Sitemap

AWS IDP vis-à-vis Trillo Doc AI on GCP for RAG

6 min readMay 28, 2024

Several popular and powerful applications of Generative AI (Gen AI) are through Retrieval-Augmented Generation (RAG). RAG based solutions require enterprise content. Not as original files, but in a form that can be used in Gen AI prompts. Unless there is an enterprise strategy, each team builds its own ad hoc pipelines to acquire content in the right format. It is a time consuming and tedious process that stifles innovation. This document discusses and compares two platforms that can accelerate enterprise content strategy for Gen AI.

RAG meaning in nutshell — RAG application means a ChatGPT or Gemini like application that uses some of your organization’s content in the context of the prompt.

AWS Intelligent Document Processing (IDP) and Trillo Doc AI are platforms to make fully baked content readily available for generative AI (Gen AI) applications and research.

AWS IDP is a reference architecture of document processing with sample open source code. Trillo Doc AI is a production grade platform available through the Google Cloud marketplace.

There is a wide gap between what AWS IDP provides and what a production grade document processing platform would require. The gap is due to the lack of a scalable pipeline to process 100s of millions of documents, security, role / rule / policy based access control, audit logs, business process integration etc. Trillo Doc AI is a production grade platform that bridges this gap.

Whereas AWS IDP consists of sample code via a public git repo, Trillo Doc AI provides an open metamodel and serverless functions framework. It provides source code of serverless functions and metadata. It uses a core platform called Trillo Workbench for other services — scalability, security, access control, audit logs, and admin UI (source code available on request). Trillo Workbench source code is not available except for the admin UI. But you will never need its source code. It is a zero cost, robust, proven and enterprise grade work horse.
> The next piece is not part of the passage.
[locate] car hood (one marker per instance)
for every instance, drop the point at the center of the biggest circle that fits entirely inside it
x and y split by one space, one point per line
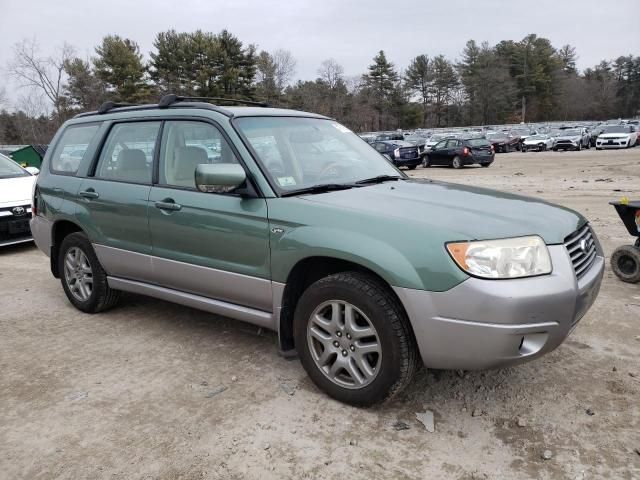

The rest of this article covers the following topics:

  1. Why is document processing important for Gen AI?
  2. A conceptual architecture of document processing.
  3. Trillo Doc AI architecture on GCP.
  4. AWS IDP reference architecture.
  5. A checklist of comparison of AWS IDP and Trillo Doc AI.

There are other equivalent solutions such as AODoc, FileNet, Box, etc. Some of them stop at the content management (ingestion and providing UI to manage folder hierarchy and file sharing). They do not provide further processing of documents that is needed for RAG applications. Some of them do not provide open architecture like AWS IDP and Trillo Doc AI do. The open architecture or open source is important for the fast pace innovation of Gen AI. Therefore, in this document we will limit ourselves to AWS IDP and Trillo Doc AI.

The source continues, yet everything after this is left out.